Tuesday, April 28, 2015


Dear Friends,

Two weeks ago,  we talked about the disciples “learning to recognize the Risen One who did not look just as He did before His death.”   Another  theme found in these post –Easter season is transition: the followers of Christ were learning to live out their discipleship in new and untried ways, without his obvious presence. 

They had come to understand themselves as  disciples of Christ, but now what did it mean? Where would their direction come from? How would they work through next steps without Him? Of course, they were not without Him, but they had to come to that realization, as we do. He is with us through our life -movements.

Just as you and I need to learn to recognize the Risen One in our daily lives, we need to see Him in the transitions that fill our lives and challenge us.

A transition may be a passage to a new living place, a marriage, or reception into a religious order. The death of a parent, sibling, friend  marks a transition for us as well as for them. We transition to jobs, and way of thinking and acting. We accept new values and walk away from prior values.

I got kicked out of kindergarten less than a month after starting school and was sent “on probation “ to first grade. It was painful. I cried every day for weeks because I wanted to play and now I had to work. Later, I came to realize that I was in transition when the people around me were not. That’s hard, isn’t it?

Throughout our lives, change happens. In airplanes, shift happens in the overhead bins. With care, we open them to retrieve our luggage, but then that’s over. Not all changes are transitions, i.e.  life altering.

Transition may mean changing patterns. Sometimes, our transitions are sequential, sometimes they are simultaneous.  We move from orientation to disorientation to reorientation.  In this, we are not different from other people who don’t allow themselves to stand still.

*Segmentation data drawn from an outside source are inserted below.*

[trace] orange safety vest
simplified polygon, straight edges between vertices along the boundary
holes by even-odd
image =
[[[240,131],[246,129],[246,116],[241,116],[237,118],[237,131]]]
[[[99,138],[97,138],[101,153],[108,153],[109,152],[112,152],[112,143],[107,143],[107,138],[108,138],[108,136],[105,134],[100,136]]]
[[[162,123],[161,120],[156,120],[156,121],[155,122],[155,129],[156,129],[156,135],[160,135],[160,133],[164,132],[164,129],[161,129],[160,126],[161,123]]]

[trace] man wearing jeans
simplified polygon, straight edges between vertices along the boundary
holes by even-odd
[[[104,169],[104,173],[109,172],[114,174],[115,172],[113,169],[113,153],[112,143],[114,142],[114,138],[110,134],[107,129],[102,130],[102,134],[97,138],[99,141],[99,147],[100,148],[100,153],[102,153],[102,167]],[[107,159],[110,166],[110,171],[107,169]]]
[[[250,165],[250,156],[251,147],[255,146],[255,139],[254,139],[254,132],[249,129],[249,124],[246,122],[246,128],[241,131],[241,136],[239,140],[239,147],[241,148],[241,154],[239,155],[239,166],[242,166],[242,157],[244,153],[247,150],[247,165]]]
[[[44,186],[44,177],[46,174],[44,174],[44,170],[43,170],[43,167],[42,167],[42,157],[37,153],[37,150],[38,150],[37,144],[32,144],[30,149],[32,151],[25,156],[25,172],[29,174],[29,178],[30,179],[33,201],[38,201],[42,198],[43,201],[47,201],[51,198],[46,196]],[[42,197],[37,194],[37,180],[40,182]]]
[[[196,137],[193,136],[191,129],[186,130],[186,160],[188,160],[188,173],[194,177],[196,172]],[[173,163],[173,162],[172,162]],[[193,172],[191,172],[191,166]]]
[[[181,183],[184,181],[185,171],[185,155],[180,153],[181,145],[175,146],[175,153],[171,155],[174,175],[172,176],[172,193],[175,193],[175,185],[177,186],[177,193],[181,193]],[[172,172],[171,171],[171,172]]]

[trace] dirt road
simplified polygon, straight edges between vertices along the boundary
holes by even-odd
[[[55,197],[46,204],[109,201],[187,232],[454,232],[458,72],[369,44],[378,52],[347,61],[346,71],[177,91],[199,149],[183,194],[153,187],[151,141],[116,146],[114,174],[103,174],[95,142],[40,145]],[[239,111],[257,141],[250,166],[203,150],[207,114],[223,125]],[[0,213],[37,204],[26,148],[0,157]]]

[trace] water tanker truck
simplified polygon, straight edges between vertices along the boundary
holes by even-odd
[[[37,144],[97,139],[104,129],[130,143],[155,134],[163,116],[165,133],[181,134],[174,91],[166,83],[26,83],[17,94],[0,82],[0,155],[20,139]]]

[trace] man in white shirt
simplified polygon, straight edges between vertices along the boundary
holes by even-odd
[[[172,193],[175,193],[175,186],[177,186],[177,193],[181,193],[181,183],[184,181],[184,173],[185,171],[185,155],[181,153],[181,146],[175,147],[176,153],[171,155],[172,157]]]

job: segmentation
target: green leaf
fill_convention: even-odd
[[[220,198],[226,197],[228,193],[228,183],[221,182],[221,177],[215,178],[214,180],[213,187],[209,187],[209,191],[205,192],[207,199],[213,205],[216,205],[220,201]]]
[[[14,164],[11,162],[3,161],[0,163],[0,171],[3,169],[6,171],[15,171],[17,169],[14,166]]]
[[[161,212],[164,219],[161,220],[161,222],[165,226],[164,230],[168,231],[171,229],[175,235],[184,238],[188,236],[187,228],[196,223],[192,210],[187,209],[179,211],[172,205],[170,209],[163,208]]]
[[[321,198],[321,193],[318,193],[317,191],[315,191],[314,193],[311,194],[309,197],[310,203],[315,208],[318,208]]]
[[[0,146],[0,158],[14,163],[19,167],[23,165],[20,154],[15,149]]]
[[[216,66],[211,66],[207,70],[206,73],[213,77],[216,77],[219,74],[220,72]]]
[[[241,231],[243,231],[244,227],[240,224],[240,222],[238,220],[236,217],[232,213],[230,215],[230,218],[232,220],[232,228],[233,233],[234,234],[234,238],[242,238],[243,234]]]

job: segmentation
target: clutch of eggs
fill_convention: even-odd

Throughout His ministry, Jesus accepted moments  of transition. He found them at Cana, when He accepted His mother’s call  and turned water into wine,  with the Syro-Phoenician woman, when he ministered to a Gentile, and  in the Garden of Gethsemane, when he prayed “Let this cup pass me by, but not as I will.” Our way to life-giving transition becomes enriched, ennobled, when we study Jesus, and when we drink deeply of his lessons:

Love God , know that I am loved, speak the truth in love, be faithful, be open, seek first  the reign of God, feed them yourselves, embrace the cross/the grave/new  life.

And let’s not forget to study the transitions of His followers after the Resurrection. They spent time deepening who they had become, they remained in prayer before  Pentecost, and then they went into the whole world to set it on fire with God’s love.